Por si las moscas
La entomóloga Erica McAlister es una de las mayores expertas mundiales en esos animales que la mayoría encontramos fastidiosos: las moscas. La curiosidad le viene de cuando era niña y las observaba zumbar a su alrededor.
El espíritu científico no es algo que naciera en un momento histórico dado; en Europa hacia principios del siglo XVII, según la opinión más establecida. El espíritu científico nace en cada persona con la curiosidad infantil, igual que nace el espíritu narrativo y el filosófico. El niño examina las cosas sin ideas preconcebidas y busca explicaciones que le parecen instintivamente razonables. El niño, como los presocráticos griegos, inventa teorías sobre el origen del universo y la composición de la materia, y algunas veces hasta aplica el método experimental, ya que repite machaconamente un solo gesto, un movimiento, los golpes con el sonajero contra un juguete, los diferentes grados de cautela necesarios para aproximarse a un animal doméstico sin asustarlo. Lo asombroso no es que exista esa universal y devoradora curiosidad infantil. Lo asombroso, y lo triste, es que en muchísimos casos se malogre, y que solo una parte mínima del esplendor intelectual de la infancia llegue a la vida adulta. Todos hemos sido filósofos, inventores, científicos, narradores, músicos, ingenieros posibles. Luego crecemos y dedicamos la parte más valiosa de nuestra actividad cerebral a ejercer el fanatismo político o a apasionarnos por las alineaciones de los partidos de fútbol.
Un artista, un científico, es siempre alguien que de algún modo ha mantenido una conexión con el espíritu de la infancia.
Los grandes artistas y los grandes científicos a los que he tenido la suerte de tratar a lo largo de mi vida se parecían en una especie de inocencia, en una capacidad de ilusión y de ensimismamiento. Hace unos años pasé varios días cerca del físico Peter Higgs, el del bosón de Higgs, y no dejé de fijarme en sus gestos y en la manera en que miraba, y en la expresión de su cara y de sus ojos muy azules. A los ochenta y tantos años, Higgs parecía ese niño inquieto y alerta que se fija en todo y que lo encuentra todo a la vez interesante y cómico, en parte porque no acaba de entender las formalidades que rigen el mundo de los adultos.

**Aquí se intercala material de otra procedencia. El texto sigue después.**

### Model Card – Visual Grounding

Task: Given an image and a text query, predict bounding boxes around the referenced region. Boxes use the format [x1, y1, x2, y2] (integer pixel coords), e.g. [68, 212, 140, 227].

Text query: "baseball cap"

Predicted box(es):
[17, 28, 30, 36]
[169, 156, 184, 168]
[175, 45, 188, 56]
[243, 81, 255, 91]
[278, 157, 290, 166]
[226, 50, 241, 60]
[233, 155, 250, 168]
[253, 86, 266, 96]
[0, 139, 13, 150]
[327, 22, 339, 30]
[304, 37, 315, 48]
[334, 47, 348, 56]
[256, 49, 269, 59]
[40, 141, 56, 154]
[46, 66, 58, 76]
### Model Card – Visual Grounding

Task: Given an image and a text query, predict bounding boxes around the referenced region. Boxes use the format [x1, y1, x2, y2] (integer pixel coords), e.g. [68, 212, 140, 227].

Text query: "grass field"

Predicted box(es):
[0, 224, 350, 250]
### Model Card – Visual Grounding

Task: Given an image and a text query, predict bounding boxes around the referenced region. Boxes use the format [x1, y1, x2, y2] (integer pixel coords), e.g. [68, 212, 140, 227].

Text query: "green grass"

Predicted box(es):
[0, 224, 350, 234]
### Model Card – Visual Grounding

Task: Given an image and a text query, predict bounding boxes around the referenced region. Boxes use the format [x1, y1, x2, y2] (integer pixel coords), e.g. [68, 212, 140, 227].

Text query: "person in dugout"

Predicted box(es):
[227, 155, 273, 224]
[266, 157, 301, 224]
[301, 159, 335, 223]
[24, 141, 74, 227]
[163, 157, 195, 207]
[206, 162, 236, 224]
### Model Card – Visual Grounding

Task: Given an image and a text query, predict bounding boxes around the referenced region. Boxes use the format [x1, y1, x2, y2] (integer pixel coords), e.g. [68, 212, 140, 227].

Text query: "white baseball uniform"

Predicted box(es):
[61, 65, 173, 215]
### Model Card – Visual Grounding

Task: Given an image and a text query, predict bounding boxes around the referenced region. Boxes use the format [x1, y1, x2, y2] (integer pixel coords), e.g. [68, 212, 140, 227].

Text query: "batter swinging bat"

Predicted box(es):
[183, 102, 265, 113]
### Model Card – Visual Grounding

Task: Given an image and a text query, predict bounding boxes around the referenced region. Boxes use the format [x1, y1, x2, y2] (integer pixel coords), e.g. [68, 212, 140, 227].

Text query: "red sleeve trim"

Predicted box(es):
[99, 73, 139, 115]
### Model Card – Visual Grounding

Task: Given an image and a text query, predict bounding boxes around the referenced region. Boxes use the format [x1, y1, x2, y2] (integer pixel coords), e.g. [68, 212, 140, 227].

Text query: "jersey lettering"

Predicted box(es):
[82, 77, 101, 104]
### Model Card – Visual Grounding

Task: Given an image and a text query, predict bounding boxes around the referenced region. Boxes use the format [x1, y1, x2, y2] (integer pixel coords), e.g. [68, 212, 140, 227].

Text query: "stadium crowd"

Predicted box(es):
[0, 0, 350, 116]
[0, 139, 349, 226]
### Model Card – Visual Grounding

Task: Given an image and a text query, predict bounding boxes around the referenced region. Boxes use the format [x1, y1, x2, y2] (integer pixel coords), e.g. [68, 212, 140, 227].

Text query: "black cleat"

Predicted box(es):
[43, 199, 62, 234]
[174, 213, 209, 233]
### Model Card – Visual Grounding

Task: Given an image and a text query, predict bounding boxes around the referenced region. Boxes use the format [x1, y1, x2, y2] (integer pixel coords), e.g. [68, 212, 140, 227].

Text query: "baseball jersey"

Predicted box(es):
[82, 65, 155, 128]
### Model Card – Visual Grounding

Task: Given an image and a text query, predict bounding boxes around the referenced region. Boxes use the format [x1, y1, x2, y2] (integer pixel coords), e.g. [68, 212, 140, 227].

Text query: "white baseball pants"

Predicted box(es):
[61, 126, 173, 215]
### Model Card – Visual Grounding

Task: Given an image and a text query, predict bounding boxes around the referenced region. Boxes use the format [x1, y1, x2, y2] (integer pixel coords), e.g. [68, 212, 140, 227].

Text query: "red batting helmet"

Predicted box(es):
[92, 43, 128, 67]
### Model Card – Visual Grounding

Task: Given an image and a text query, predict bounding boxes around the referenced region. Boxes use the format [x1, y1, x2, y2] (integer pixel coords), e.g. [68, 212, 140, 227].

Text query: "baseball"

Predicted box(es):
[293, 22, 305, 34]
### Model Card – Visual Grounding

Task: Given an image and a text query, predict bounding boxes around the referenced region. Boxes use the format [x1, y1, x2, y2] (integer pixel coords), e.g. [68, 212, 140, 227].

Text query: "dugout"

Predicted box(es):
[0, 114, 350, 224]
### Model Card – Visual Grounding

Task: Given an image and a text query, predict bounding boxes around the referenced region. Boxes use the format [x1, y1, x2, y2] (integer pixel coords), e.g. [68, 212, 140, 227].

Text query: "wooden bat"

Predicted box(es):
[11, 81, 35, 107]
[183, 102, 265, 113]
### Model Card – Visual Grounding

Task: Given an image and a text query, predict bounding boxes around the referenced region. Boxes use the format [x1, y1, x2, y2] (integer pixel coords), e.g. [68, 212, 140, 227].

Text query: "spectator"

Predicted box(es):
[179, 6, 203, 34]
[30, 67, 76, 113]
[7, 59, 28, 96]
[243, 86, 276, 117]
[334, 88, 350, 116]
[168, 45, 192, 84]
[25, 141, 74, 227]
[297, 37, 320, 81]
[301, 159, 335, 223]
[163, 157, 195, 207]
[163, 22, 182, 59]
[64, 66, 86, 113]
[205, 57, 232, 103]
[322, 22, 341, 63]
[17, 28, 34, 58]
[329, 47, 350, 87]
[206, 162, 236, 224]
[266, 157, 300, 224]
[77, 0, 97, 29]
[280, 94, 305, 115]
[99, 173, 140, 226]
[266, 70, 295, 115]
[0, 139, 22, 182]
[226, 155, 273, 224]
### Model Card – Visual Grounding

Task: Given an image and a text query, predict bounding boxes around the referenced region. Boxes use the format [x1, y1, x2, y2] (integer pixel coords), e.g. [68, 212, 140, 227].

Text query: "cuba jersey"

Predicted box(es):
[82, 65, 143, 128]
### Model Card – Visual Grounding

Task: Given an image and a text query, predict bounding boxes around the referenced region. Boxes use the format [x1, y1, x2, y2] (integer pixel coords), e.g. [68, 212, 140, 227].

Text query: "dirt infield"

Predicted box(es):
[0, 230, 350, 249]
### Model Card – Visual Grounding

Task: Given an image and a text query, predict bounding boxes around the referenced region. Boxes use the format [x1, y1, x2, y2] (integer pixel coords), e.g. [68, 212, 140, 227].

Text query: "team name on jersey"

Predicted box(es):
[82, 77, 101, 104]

Acabo de descubrir a una mujer que posee una curiosidad así,
y que recuerda perfectamente la poesía de los juegos infantiles en la que estuvo el origen de su vocación científica. Erica McAlister, conservadora de las coleccio- nes de insectos del Museo de Historia Natural de Londres, disfrutaba de niña espulgando a los perros y a los gatos que había en su casa, y sentía tanta curiosidad por aquellos parásitos que en vez de simplemente aplastarlos de un pisotón se aficionó a examinarlos en un microscopio escolar, regalo de sus padres. Los niños fantasiosos necesitan cómplices adultos, quizá miembros de esa misma cofradía. La niña McAlister hacía por instinto lo que hacen siempre los grandes innovadores: fijar la atención en aquello que todo el mundo tiene delante de los ojos, no en lo raro, lo fantástico, lo excepcional, sino en lo cotidiano, que está siempre lleno de misterio. Al fin y al cabo, lo que hacía Galileo era eso: mirar a la luna, que está a la vista de todo el mundo, mirar cómo cae o cómo rueda una bola. Erica McAlister se fijaba en las pulgas alojadas entre la pelambre de su perro y en las moscas que zumbaban a su alrededor en verano, las moscas irritantes que todos nos apartamos a manotazos, y que son para todos, o casi, el símbolo de lo trivial, lo repetido, lo que fastidia, lo que carece por completo de cualquier interés, salvo el de su eliminación.
Ahora la antigua niña McAlister es una de las mayores autoridades mundiales
en ese insecto que nos acompaña igual en nuestra vida y en nuestra muerte, que se posa en el espejo más limpio y la piel más delicada y también en la mayor inmundicia, y que según McAlister cumple funciones ecológicas decisivas, desde la polinización de muchas plantas hasta la limpieza de residuos. A la mayor parte de nosotros nada nos parece más parecido que una mosca a otra mosca. La profesora McAlister conoce especies de moscas más distintas entre sí que las de mamíferos o las de peces, con un rango de hábitats y de costumbres alimentarias o reproductivas que ni el estudioso más entregado podría abarcar en una sola vida. Con el talento anglosajón para la claridad divulgativa y la síntesis, McAlister ha comprimido lo más sustancial de sus conocimientos en un libro tan breve como jugoso, si es que esta palabra conviene aplicarla cuando se habla de moscas, The Secret
Life of Flies (La vida secreta de las moscas). Uno lo lee con una mezcla irresistible de curiosidad y de asco: es una sensación que conocen bien los niños. A partir de ahora miraré de otro modo cuando pase volando una mosca.